C'est dans la conception de la ville5 que l'art baroque innove réellement. La Renaissance italienne avait commencé à repenser l’urbanisme, mais le faisait dans les marges de la ville médiévale « fermée ». Le baroque, lui, « ouvre ». Il ouvre la ville pensée comme espace systématisé, il perce des perspectives infinies, il conçoit la capitale comme le centre de forces qui rayonnent bien au-delà de ses limites. Il n'est pas interdit de penser que la révolution copernicienne puis newtonienne qui s'imposent alors, influent sur les esprits des commanditaires6 comme des architectes et urbanistes.
Comme pour tout ce qui est baroque, tout a commencé à Rome, avec le percement de grandes voies dégagées pointant vers des églises pour les mettre en valeur, les escaliers de la Piazza di Spagna, la place et la fontaine de Trevi. Mais le véritable modèle copié dans toute l'Europe est Versailles, en tant que forme de ville idéale au xviie siècle : le palais est au centre de deux vastes espaces définis par des perspectives divergentes qui se prolongent à perte de vue. La forme géométrique simple est centrée vers la figure du souverain absolutiste qui forme le noyau, le centre de gravité du système.
Le modèle versaillais est copié à la Résidence de Wurtzbourg et surtout à Karlsruhe (1715) dont le margrave Charles-Guillaume de Bade-Durlach en dessina peut-être le plan en éventail aux détails urbanistiques très étudiés.
Le projet urbanistique le plus ambitieux de tout le siècle et le plus complet est cependant la fondation de Saint-Pétersbourg par le Tsar Pierre le Grand en mai 1703. Trois avenues rectilignes (dont la perspective Nevsky) rayonnent depuis l'Amirauté. L'architecte français Le Blond est chargé de parfaire l'ouvrage.

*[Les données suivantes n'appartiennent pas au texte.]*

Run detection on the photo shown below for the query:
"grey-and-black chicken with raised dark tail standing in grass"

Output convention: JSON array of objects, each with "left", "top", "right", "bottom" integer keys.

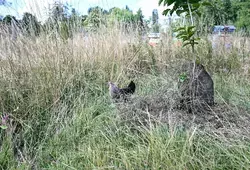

Quand ils ne bâtissent pas ex nihilo, une capitale, les souverains absolutistes les embellissent. La Plaza Mayor devient un lieu commun en Espagne. Louis XIV à Parisdresse l'esplanade des Invalides, le Champ-de-Mars, l’Axe historique que Le Nôtre, le paysagiste du château de Versailles, fait tracer en 1640 dans la continuité duLouvre et des Tuileries et, conçue par Jules Hardouin-Mansart en 1699, la place Vendôme. Louis XV poursuit cet effort avec la place de la Concorde
Plus modeste, mais non moins représentative, la place Stanislas de Nancy témoigne de l’allégeance envers le roi de France dont une statue est initialement érigée en son centre, en face d’un arc triomphal à sa gloire. La place réunifiant les deux villes développe un nouvel axe structurant de la ville dont chaque extrémité est ornée d’un arc en l’honneur du duc-roi et de son épouse. Il s’agit d’une vaste composition où s’élèvent un palais du gouverneur, un théâtre, et une académie des sciences ; des fontaines aux sujets mythologiques et un travail de ferronnerie raffiné laisse ouverts les angles sur la ville et le paysage.
En Italie, Turin est un compromis idéal entre la ville baroque française (monarchique, le gallicanisme absolutiste ne reconnaissant, in fine que l'autorité du roi) et la ville baroque romaine (religieuses, les artères percées vont d'une basilique à l'autre). Le plan est rationnel et laïc, les seuls édifices qui dominent la ville horizontale sont en revanche les clochers et les dômes des églises. Le palais Carignan (1679-1685) par Camillo-Guarino Guarini, certes imposant, respecte l'horizontalité imposée aux édifices civils.
Toutes les villes d'Europe devraient être citées à un titre ou un autre, tant le siècle connaît d'innovations urbanistiques et de projets citadins, en particulier en Allemagne qui se relève alors des ravages et destructions de la guerre de Trente Ans, mais citons Bath, en Angleterre qui expérimente un concept nouveau qui fera florès, celui de la « ville-jardin » avec une liberté conceptuelle rarement vue jusqu'alors dans la création urbaine : le Royal Crescent est en demi-cercle sur le modèle du théâtre antique, le King's Circus est une place ronde sur celui du Colisée.
La ville baroque est un théâtre et son souverain un metteur en scène implacable qui plie la nature à ses jardins tracés au cordeau, la ville à sa poigne de fer et qui peut dire, comme Auguste dans Cinna : "Je suis maître de moi comme de l'univers. Je le suis. Je veux l'être"7.